For a family with a loved one who needs surgery, the most trying period is typically while the patient is undergoing the surgical procedure. New guidelines released by the Anesthesia Patient Safety Foundation, or APSF, stress the importance of being vigilant about life-threatening risks that continue even after the patient has left the operating room.

The APSF recently recommended the increased use of electronic respiratory monitoring on all patients after surgery, not only those with a heightened risk of respiratory distress. The recommendations suggest that periodic checks of a patient’s respiratory vital signs are not frequent enough to identify a patient in respiratory distress before preventable personal injuries or death occur.

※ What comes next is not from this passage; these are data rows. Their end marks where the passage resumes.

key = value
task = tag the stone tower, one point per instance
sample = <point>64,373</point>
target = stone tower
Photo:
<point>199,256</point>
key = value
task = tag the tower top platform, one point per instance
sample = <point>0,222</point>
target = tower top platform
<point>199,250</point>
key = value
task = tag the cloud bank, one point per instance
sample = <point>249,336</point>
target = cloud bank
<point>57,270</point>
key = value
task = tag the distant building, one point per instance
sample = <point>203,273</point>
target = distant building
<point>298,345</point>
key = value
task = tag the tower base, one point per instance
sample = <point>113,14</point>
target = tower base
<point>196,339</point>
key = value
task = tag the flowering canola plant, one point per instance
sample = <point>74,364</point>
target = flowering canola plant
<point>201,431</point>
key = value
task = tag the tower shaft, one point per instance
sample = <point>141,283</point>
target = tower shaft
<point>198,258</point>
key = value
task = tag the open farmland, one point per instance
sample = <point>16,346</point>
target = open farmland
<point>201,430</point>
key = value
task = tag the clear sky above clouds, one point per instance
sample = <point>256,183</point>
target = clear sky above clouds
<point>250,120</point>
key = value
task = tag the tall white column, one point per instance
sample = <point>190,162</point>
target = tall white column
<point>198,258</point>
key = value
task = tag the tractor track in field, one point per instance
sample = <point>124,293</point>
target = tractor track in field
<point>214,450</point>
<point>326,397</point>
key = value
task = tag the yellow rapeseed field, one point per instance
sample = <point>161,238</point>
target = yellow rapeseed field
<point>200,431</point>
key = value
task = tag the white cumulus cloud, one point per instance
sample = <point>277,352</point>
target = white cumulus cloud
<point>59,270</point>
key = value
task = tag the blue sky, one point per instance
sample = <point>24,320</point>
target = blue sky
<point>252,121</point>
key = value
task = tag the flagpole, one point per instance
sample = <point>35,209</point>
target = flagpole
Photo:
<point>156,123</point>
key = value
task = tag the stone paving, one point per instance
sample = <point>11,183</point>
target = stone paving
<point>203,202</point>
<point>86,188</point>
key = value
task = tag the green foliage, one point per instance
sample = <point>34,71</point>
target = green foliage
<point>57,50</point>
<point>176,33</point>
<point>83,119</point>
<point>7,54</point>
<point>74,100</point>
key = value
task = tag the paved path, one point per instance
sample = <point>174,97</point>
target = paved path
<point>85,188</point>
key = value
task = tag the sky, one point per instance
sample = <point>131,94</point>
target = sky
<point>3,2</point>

In its recommendations, the APSF indicated the periodic checks were not “adequate for reliably recognizing clinically significant evolving drug-induced respiratory depression in the postoperative period.”

After surgery, patients are commonly put on patient-controlled analgesia, or PCA, pumps, which allow them to manage their own pain. Unlike in the operating room, though, their respiratory vital signs typically are not continuously monitored while on the pumps. This failure to monitor has led to unobserved respiratory distress in postoperative patients.

“A patient experiencing respiratory depression, if undetected, can easily progress to respiratory arrest and consequent brain damage or death,” said Dr. Daniel Sessler, Professor and Chair of the Department of Outcomes Research at the Cleveland Clinic.

Experts have identified patients who have died as a result of preventable medical errors when their PCA pumps were not continuously electronically monitored. The APSF’s recommendations suggest some of those cases of medical malpractice could have been avoided if the patients’ respiratory vital signs had been continuously monitored while on the PCA pumps.